About 30 minutes later I arrived at my destination, geared up and was ready to get in the river. It was a beautiful day, the sky was blue, the ambient temperature was mild and the breeze was refreshing. The water was cold as it was supposed to be but much cloudier than in my past visits. I hadn’t been there over a month, maybe two.
As I started wading my way in and cast my fly, I was greeted by another angler, a spinner. He told me he has tried everything already but had no bites yet. "Well, at least the scenery is prime time", I replied!
I started my day with a dry fly (Elk Hair Caddis) and persisted with it for about an hour, no bites. After wading a bit, I changed to an attractor (like a Royal Wulff) and added a dropper, trying to provoke a stubborn trout. Tried, and tried, and still nothing! I further waded along the stream still hoping I would get some action. The water was not as cloudy anymore but it was still hard to sight spot a fish. After another hour, I was already pretty far from where I entered the river, I tried nymphing. At this point of time, I was alone on the river, no other angler at sight; very unusual for such a popular stream. I kept on trying for another hour, until it was finally time for me to pack my stuff up and return home to take care of my dog.
I did not catch a fish that day, but just by being out there, getting the energy from the cold water stream and from the fresh air, watching the birds and keeping myself busy trying to figure out how to catch a trout, made me feel much better. Maybe that was not my day after all, so I will try again another day. Maybe the fly was not right, so I will try to find out what are they biting next time. The point is, do not give up and, most importantly, enjoy the ride in the meantime. Keep on trying, learn from your mistakes, and make the best out of your time while you learn. Enjoy the scenery, connect with nature, take time to appreciate what you have, have faith and persevere.

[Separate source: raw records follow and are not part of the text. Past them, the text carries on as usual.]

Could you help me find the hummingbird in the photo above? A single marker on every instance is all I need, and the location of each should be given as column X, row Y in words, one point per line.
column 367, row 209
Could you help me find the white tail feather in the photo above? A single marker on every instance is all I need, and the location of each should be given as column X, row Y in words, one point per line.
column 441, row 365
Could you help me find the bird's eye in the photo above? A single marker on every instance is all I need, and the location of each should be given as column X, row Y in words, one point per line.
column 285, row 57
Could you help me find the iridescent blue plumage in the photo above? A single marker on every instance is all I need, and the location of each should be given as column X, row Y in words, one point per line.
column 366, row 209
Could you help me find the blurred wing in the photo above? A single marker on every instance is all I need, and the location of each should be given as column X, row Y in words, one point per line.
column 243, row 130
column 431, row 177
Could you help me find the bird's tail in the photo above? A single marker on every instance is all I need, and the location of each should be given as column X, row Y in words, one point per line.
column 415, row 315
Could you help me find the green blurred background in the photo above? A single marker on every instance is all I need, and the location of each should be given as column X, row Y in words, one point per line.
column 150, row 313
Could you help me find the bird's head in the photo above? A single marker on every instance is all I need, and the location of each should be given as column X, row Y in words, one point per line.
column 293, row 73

Most fishing blogs I know and enjoy will tell you about the techniques, the gears, the streams, and will; ultimately, conclude with fish being successfully hooked. Yay!!! I got to tell you, and I am pretty sure it is only with me (right?), but there are times when the "catching fish" part is missing from a fishing day - now, remember, all other fun elements of it are there, so rejoice. If that was not a "perfect fishing day", let's call it a "close to perfect" fishing day, and move on.